According to IMF report:

  • Indian banks may find themselves to be much more vulnerable to financial shocks than their counterparts in other large emerging markets.
  • Under an adverse stress scenario, nine out of 12 state-owned banks will breach “hurdle rates”, i.e. rates prescribed by Reserve Bank of India for various capital adequacy ratios.

Measures taken by the RBI:

  • A committee to examine the weakness in state-owned banks and to suggest reforms was set up by the Reserve Bank of India under the chairmanship of P.J. Nayak.
  • The committee had flagged the issue of inadequate compensation for top management in state-owned banks compared to peers in private banks.
  • This affects the ability of state-owned banks (or public sector banks) to attract and retain talent.
  • While overall employee costs of state-owned banks remain bloated, top executive compensation continues to suffer, pointing towards inefficient functioning.
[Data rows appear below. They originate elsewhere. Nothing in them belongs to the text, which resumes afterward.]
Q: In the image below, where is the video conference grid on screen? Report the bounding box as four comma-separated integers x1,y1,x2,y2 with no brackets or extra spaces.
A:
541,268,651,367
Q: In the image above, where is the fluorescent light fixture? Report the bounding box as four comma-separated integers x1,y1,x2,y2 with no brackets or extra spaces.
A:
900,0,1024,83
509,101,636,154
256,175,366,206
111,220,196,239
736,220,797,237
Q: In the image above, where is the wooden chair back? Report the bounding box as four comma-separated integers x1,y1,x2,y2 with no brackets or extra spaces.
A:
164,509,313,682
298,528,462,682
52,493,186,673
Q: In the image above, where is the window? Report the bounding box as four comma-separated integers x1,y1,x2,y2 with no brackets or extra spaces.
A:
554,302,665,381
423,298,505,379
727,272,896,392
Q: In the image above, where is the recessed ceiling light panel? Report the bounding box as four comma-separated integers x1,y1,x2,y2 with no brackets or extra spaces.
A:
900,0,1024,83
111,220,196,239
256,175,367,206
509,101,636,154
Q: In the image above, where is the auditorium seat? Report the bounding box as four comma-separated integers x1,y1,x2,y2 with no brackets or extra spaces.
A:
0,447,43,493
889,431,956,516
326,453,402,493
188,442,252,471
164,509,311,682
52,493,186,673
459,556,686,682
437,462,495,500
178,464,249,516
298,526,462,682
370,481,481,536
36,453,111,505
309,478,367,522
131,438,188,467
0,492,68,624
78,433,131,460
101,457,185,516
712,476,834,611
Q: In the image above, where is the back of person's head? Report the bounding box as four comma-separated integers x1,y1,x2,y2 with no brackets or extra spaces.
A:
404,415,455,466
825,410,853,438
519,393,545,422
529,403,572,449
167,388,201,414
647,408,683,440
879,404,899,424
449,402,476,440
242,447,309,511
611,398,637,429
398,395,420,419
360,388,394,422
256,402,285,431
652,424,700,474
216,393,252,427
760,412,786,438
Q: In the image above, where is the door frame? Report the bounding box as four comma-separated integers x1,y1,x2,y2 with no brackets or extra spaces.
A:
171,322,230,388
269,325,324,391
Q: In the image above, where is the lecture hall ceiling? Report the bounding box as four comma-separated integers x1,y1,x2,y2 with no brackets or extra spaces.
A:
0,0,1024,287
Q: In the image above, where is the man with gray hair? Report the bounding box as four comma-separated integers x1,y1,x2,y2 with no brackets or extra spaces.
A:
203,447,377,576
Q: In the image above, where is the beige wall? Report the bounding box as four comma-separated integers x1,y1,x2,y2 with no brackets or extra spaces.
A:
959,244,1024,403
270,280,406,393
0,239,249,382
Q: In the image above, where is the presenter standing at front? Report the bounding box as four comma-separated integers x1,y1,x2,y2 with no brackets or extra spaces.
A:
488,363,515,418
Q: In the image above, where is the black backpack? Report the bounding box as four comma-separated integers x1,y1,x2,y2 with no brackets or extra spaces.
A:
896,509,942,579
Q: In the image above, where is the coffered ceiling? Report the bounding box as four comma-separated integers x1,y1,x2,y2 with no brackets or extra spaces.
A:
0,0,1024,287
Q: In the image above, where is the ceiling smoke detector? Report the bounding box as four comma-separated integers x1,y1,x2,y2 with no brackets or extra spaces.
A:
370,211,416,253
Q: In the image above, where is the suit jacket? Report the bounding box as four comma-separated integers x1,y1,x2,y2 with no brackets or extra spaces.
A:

  • The Nayak committee had recommended diluting the stake of the government in PSBs below 50%, so that banks could be freed from external vigilance emanating from the Central Vigilance Commission, the Right to Information Act, and from government constraints on employee compensation.
  • It also proposed creation of a Bank Investment Company to act as the holding company for various PSBs. However, there has not been much progress in reforming the way PSBs are governed.
  • The newly constituted Banks Board Bureau too has been unable to make much of an impact.
Key recommendations of PJ Nayak committee Status
Repeal various acts such as the Bank nationalization Act (1970, 1980), SBI Act, SBI subsidiaries Act, etc. to allow government stake in PSBs to fall below 50%. Not implemented.
Create a Bank Investment Company (BIC), which would act as a holding company for various public sector banks (PSBs) and hence improve autonomy in functioning of PSBs. Not yet created.
Set up a Bank Boards Bureau (BBB) until the creation of BIC. The Bureau would advise the government in appointing board members to banks, bank chairman/CMD and executive directors. BBB was set up in 2016. However the extent of authority enjoyed by the Bureau remains questionable.
RBI should designate a specific category of investors as authorized bank investors (ABI), and allow them to hold upto 20% in banks without regulatory approval. Not implemented. RBI caps the shareholding by a single entity at 10%.


  • The government needs to undertake structural reforms to overhaul the way in which state-owned banks are managed.
  • This will improve the Indian financial system and promote growth and investments over the long term.